Update:  Apparently RIM is saying the previous paragraph is incorrect, that the new servers will support all the old devices ... except for email, calendar, and contacts.  Unfortunately, this seems to encompass the entire Blackberry functionality.  I have had one or two of the devices, and you are a nut if you are trying to surf the web on one as your main usage.

5 Comments

  1. Mark2:

    Canada does have a history of saving and subsidizing industry. The government kept giving failing industries to Bombardier for instance. Bombardier was a snow mobile company and Canada forced train manufacturing and aircraft manufacturing on to them with huge subsidies to boot.
    http://en.wikipedia.org/wiki/Bombardier_Inc.

    With the Auto industry, I suspect there was a bit of strong arming by the US administration to get the Canadian subsidies. I wouldn't be surprised if Obama promised Keystone in exchange and then later reneged.

  2. ErikTheRed:

    Ugh, I cannot wait for Blackberry to die. Reading e-mail on your phone through their system was a neat trick 15 years ago, but now it's a bloated Rube Goldberg design compared to the way iPhones and Android phones work. Under RIM's system, your Blackberry talks to RIM's servers (over the Internet), which talk to a giant, flaky piece of bloatware they call a server that runs on your company's network (again, over the Internet), which talks to your e-mail server. Contrast this with modern phones that just talk directly to your e-mail servers - two fewer servers and one less Internet path to worry about going down.

  3. Gary Mount:

    During the auto bailout, the current government was a minority government.

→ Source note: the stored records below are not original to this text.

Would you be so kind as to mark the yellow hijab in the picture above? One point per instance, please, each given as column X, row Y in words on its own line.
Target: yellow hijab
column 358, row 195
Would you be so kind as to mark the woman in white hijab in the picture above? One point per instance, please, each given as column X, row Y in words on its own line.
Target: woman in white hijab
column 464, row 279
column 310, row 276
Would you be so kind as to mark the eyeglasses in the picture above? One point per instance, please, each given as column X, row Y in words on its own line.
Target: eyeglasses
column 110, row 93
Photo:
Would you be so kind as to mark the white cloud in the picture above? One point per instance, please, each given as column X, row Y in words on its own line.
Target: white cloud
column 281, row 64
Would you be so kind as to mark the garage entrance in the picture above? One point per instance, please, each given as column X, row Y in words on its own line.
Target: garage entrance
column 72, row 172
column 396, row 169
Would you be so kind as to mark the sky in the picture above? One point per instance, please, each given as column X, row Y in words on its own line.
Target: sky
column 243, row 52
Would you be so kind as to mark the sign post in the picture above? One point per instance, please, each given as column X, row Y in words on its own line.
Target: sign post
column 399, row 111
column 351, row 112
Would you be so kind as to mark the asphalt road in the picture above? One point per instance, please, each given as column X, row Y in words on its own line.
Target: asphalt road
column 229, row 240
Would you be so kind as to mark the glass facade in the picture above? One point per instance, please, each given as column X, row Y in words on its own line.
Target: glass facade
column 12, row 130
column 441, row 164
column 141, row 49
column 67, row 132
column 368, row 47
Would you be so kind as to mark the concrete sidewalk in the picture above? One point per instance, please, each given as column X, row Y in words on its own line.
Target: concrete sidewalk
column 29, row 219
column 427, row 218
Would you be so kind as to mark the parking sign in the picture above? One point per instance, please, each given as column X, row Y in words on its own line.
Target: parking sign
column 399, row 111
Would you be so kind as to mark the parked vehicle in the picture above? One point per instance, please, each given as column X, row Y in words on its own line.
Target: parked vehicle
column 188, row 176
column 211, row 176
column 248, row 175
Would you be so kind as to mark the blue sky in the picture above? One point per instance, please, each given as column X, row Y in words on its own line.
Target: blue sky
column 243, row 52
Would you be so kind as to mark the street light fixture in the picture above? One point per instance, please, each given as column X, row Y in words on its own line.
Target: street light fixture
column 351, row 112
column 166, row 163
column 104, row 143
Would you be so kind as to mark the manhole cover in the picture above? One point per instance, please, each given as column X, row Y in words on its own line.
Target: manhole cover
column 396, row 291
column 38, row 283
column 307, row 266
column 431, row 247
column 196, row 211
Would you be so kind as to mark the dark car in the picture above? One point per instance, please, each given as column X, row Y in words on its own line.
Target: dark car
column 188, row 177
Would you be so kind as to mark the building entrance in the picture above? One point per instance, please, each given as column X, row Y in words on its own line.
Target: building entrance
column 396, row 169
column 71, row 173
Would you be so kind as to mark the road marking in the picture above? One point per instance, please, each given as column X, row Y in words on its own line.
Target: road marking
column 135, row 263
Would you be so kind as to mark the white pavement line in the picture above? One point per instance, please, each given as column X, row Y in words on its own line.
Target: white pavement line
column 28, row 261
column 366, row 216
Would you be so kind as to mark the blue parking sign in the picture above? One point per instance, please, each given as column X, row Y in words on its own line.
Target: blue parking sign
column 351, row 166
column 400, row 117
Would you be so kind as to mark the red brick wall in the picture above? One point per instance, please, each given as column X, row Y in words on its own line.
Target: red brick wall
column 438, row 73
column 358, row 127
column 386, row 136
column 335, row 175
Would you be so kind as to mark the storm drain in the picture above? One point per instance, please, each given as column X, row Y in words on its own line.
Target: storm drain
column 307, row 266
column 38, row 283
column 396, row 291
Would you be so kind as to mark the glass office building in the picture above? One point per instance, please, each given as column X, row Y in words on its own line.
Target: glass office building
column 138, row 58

In May 2011, it won a majority, which may be why the difference now.

  4. FormerCreative:

    What was once a comparative advantage with Blackberry is no longer. Phones generally are replaced every two years or so, so the inertia problem doesn't exist with the same intensity as say, switching a company from Windows to Mac. Plus, most business have switched to a BYOD policy, so Blackberry's actual comparative advantage (intransigent IT/Data Security staff unwilling to buy into expanding support) has all but disappeared. RIM rested on their laurels with the sort of "who cares about 16-year old girls" mentality you expressed in your post, not realizing that that teenie turns into a business user in 6-10 years, and she likes a mobile device that works the way to which she's become accustomed. It's never smart to ignore trends in tech, even if one assumes that trend is only on the edge of your market.

  5. epobirs:

    Blackberries talk to regular email servers just fine. It is only in enterprise situations where you find the BES (Blackberry Enterprise Server). Large businesses greatly appreciated being able to lock down how their mail system operated with the mobile client devices.

    The stuff the Blackberry did well is what I really miss when I used my Samsung Galaxy SII for the same operations. Touch keyboard? Horrible compared to my old Blackberry. After 8 months I can still only produce a fraction of the input speed I had on the old phone. I looked at Android sliders with physical keyboards but they all sucked as Android phones. And the Android email app is really, really, really bad. A toy by comparison. A lot of features that were standard on my old phone I'm going to have to test various third party apps to see if I can regain,with the expectation of expense and wasted time. Like having control of how much mail is stored locally and whether it stays on the phone after it has been erased from the server. One of the reasons I sought to upgrade from the Blackberry was that it would run out of space with just a few hundred messages. My current phone has 48 GB of storage between the native capacity and the added 32 GB microSD card but as far as the ICS email app care I might as well have just a few megabytes. I was stunned to find how limited it was. Google isn't motivated to do better because they really want you to use Google Mail.

    The Blackberry wasn't as pretty as an Android or iOS phone but when it came to getting stuff done the new kids still have much to learn.